Adriano Machado/CrusoéAdriano Machado/CrusoéA mansão do jantar ocupa dois terrenos, à beira do Lago Paranoá
Há duas semanas, Crusoé mostrou o animado feriadão de Finados de alguns ministros do STF e STJ em Nova York, com hotel de luxo, carros oficiais do Itamaraty a serviços dos ministros e um jantar exclusivo bancado por um dos mais renomados advogados tributaristas brasileiros, Arnoldo Wald. A comitiva, que contava com o presidente do Supremo, Dias Toffoli, tinha duas dúzias de pessoas. A excursão foi organizada pela Fundação Getúlio Vargas.
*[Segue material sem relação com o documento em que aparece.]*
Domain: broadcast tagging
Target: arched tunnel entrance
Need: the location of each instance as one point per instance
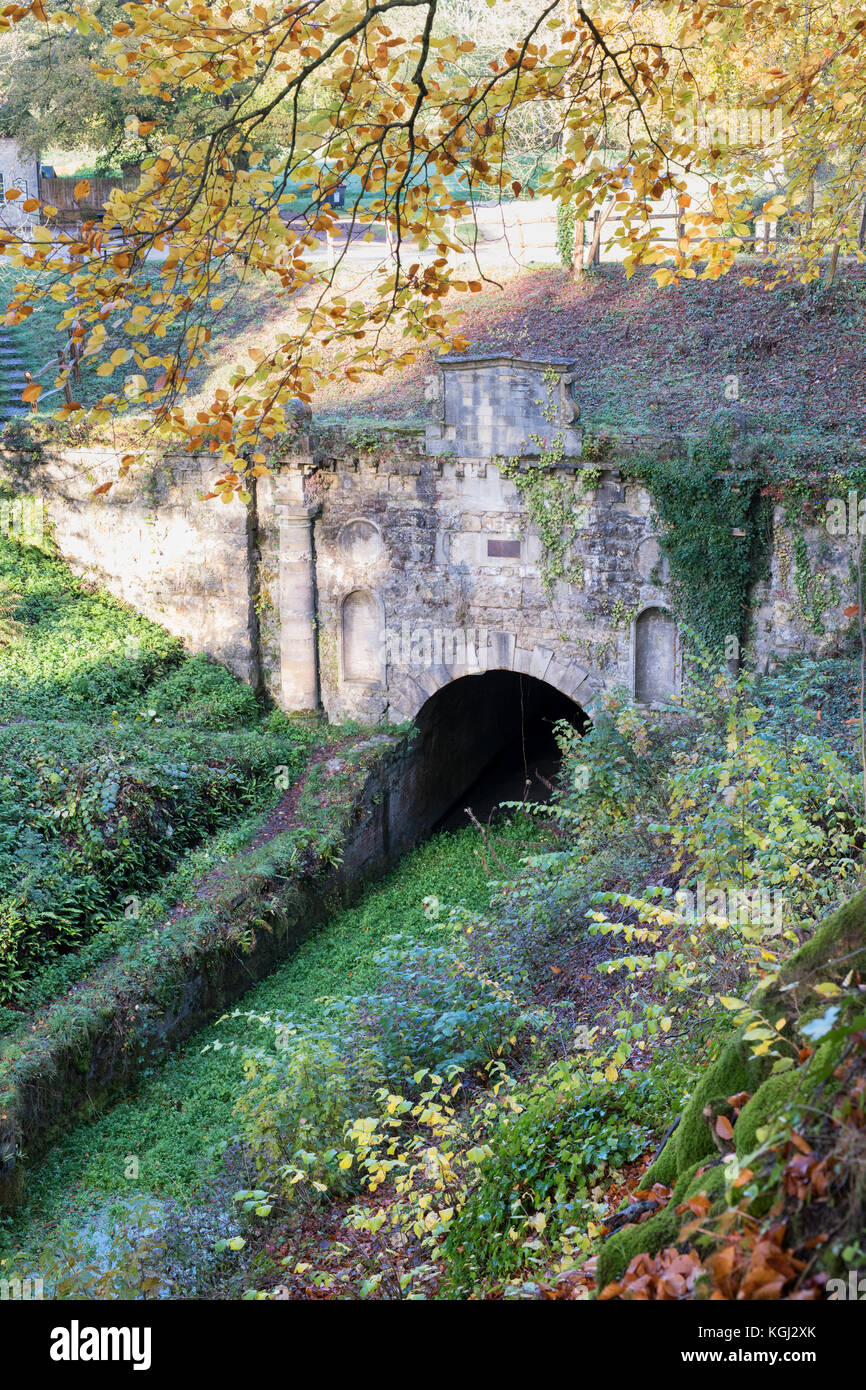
(483, 740)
Anfitrião do evento desta quarta-feira em Brasília, em 2011 o advogado Rosas foi o convidado de um programa da TV Justiça. A ideia era que ele abrisse as portas de sua biblioteca para dar recomendações de livros jurídicos. Ele fez uma simbólica. Retirou da estante “Eles, Os Juízes, Vistos Por Um Advogado”, do jurista italiano Piero Calamandrei. E se empolgou ao descrever a obra. “É um relacionamento muito importante entre o juiz e o advogado. O juiz não pode ficar lá encastelado, separado, e o advogado, do lado cá, também separado. Porque no meio disso tudo existem as partes, os interesses, o direito, a justiça”, disse. “Sem haver essa interação não há possibilidade de se chegar a um bom final, qual seja, de uma justiça, com uma boa aplicação do direito”, emendou. Por vezes, a interação se dá entre taças de champagne.